A group of 47 young computer scientists from Richmond School & Sixth Form College have demonstrated their computational thinking skills that rank them in the top 10 per cent of problem solvers in the country.
The students took part in the internationally acclaimed Bebras Computational Thinking Challenge that tested their problem solving skills.
Alfie Maude (Year 7), Natasha Thornton (Year 8), Edwin Carr (Year 9), George Williams (Year 10), Harold Raven (Year 11), James Slater (Year 12) and Adam Dixon (Year 13) were rewarded with top honours in their year groups, having applied their logic and observational skills to crack a series of puzzles and codes.
Alfie, Edwin, Harold and Adam also achieved the highest marks in the school for the competition categories of Junior, Inter, Senior and Elite.

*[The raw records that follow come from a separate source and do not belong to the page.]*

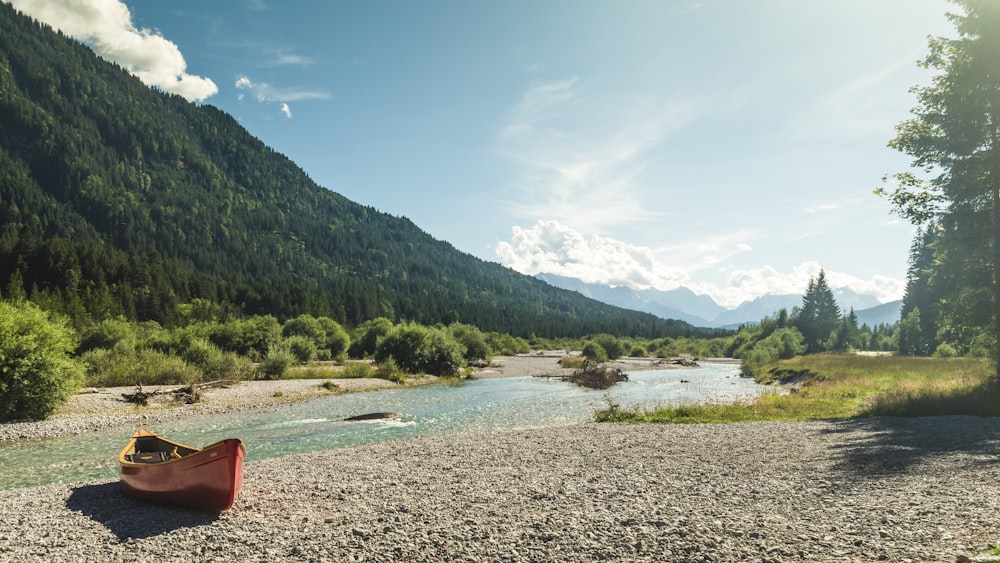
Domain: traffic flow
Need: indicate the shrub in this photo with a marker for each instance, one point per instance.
(945, 350)
(572, 362)
(473, 340)
(356, 370)
(107, 334)
(594, 351)
(37, 374)
(419, 349)
(388, 370)
(611, 344)
(303, 325)
(595, 376)
(368, 336)
(301, 348)
(123, 367)
(276, 364)
(335, 338)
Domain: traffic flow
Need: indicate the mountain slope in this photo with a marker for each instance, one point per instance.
(116, 199)
(702, 310)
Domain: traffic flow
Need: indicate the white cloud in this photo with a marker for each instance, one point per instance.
(554, 248)
(264, 92)
(551, 247)
(581, 160)
(107, 26)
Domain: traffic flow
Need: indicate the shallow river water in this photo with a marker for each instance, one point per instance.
(476, 405)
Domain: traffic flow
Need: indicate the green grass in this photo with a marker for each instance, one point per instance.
(841, 386)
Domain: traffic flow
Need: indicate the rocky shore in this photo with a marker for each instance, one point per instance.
(867, 490)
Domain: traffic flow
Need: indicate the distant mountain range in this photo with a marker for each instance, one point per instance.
(701, 310)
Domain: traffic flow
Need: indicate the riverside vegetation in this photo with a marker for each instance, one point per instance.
(842, 386)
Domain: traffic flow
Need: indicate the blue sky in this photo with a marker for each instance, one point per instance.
(728, 146)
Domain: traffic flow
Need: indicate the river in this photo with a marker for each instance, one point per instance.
(480, 405)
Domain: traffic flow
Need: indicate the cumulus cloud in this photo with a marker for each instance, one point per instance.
(580, 160)
(265, 93)
(554, 248)
(551, 247)
(107, 26)
(745, 284)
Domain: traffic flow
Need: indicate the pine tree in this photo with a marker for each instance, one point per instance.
(954, 138)
(820, 314)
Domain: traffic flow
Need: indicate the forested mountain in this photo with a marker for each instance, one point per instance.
(117, 199)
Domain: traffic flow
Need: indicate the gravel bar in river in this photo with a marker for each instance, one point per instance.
(925, 489)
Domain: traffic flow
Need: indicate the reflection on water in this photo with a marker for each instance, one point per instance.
(481, 405)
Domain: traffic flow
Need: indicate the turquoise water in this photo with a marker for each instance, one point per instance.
(483, 405)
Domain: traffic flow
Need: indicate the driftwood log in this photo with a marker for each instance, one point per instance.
(189, 394)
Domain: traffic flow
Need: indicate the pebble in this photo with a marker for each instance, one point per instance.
(888, 489)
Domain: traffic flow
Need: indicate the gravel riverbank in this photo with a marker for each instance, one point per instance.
(879, 489)
(884, 489)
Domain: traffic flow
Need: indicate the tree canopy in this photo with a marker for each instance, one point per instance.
(954, 139)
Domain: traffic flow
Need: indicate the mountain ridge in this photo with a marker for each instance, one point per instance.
(121, 200)
(701, 310)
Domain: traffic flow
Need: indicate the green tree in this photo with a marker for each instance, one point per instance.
(954, 141)
(37, 374)
(921, 295)
(820, 314)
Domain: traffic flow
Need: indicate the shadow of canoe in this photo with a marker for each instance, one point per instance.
(127, 517)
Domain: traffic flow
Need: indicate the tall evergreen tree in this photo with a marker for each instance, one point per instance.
(954, 139)
(820, 314)
(921, 295)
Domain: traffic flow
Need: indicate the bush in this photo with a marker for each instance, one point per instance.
(356, 370)
(595, 376)
(638, 352)
(476, 348)
(37, 374)
(107, 334)
(368, 336)
(301, 348)
(419, 349)
(945, 350)
(124, 367)
(335, 338)
(611, 344)
(388, 370)
(276, 364)
(594, 351)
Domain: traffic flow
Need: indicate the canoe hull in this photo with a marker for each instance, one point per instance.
(208, 478)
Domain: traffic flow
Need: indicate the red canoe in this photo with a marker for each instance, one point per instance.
(156, 469)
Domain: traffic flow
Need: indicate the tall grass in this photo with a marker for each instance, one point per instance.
(840, 386)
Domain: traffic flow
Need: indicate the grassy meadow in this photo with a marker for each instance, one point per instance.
(842, 386)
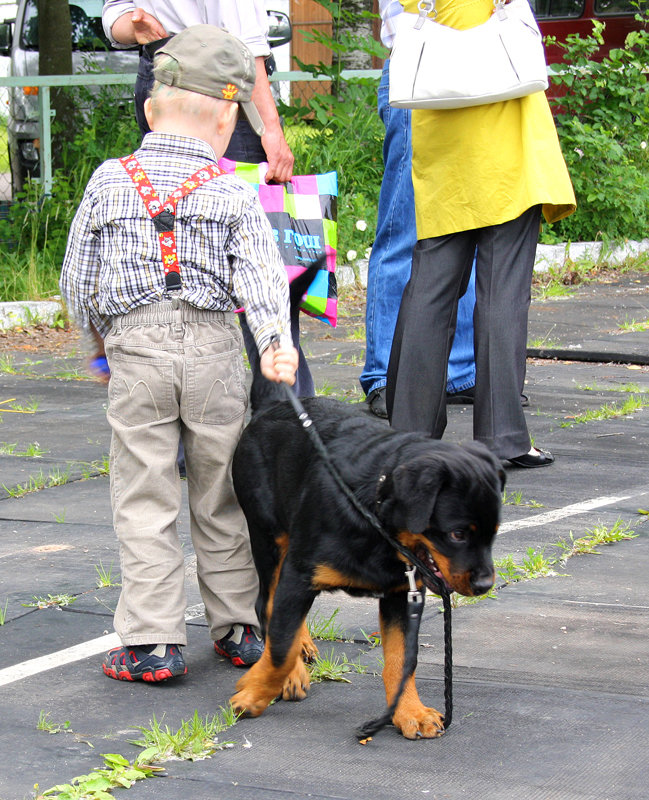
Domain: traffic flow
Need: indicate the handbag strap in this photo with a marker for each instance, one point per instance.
(164, 214)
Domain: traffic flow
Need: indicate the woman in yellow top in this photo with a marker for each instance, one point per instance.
(482, 177)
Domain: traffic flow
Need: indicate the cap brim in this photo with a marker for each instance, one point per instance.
(250, 110)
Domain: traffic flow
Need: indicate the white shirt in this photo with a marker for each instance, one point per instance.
(389, 9)
(245, 19)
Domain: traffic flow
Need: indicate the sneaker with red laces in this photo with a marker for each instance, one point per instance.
(241, 644)
(152, 663)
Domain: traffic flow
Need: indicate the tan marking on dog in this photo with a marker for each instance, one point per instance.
(458, 581)
(325, 577)
(411, 716)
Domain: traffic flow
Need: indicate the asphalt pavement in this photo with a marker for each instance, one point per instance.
(551, 675)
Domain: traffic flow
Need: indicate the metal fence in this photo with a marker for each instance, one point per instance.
(288, 86)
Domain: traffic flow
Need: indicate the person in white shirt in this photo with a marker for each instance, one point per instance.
(151, 22)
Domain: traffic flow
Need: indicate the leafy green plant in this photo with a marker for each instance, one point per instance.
(609, 411)
(330, 667)
(105, 576)
(195, 739)
(44, 724)
(596, 537)
(97, 785)
(602, 115)
(51, 600)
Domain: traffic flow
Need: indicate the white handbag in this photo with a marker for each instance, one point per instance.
(434, 66)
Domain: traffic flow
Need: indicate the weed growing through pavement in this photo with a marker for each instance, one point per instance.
(326, 629)
(196, 738)
(105, 576)
(631, 326)
(50, 601)
(55, 477)
(609, 411)
(330, 667)
(356, 334)
(44, 724)
(118, 772)
(629, 388)
(596, 537)
(33, 450)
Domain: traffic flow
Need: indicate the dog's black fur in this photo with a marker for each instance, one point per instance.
(441, 500)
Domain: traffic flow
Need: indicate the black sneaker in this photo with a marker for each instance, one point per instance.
(376, 401)
(241, 645)
(152, 663)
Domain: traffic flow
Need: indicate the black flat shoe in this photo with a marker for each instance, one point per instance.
(529, 460)
(376, 402)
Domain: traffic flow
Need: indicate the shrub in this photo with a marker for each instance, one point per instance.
(602, 115)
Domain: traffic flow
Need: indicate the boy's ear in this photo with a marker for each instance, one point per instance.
(228, 116)
(148, 113)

All 47 students who are in the top 10 per cent nationally have qualified for the Oxford University Computing Challenge which takes place later in the year.
Harold Raven has taken part in each Bebras challenge that the school has entered and has come top in his category and year group for five consecutive years – an amazing achievement that didn’t come as a surprise to his teacher, Susan Thornton.
She said: “Harold has an incredible appreciation of computer science and his problem-solving skills are outstanding.”
Supported and sponsored by The University of Oxford and Raspberry Pi Foundation, the event, now in its 9th year, reaches over 2.5 million students across the globe.
The computational thinking challenge involves applying a set of problem-solving techniques that are used by software engineers to write programs and apps.
The competition promotes these skills including the ability to break down complex tasks into simpler components, algorithm design and pattern recognition and abstraction.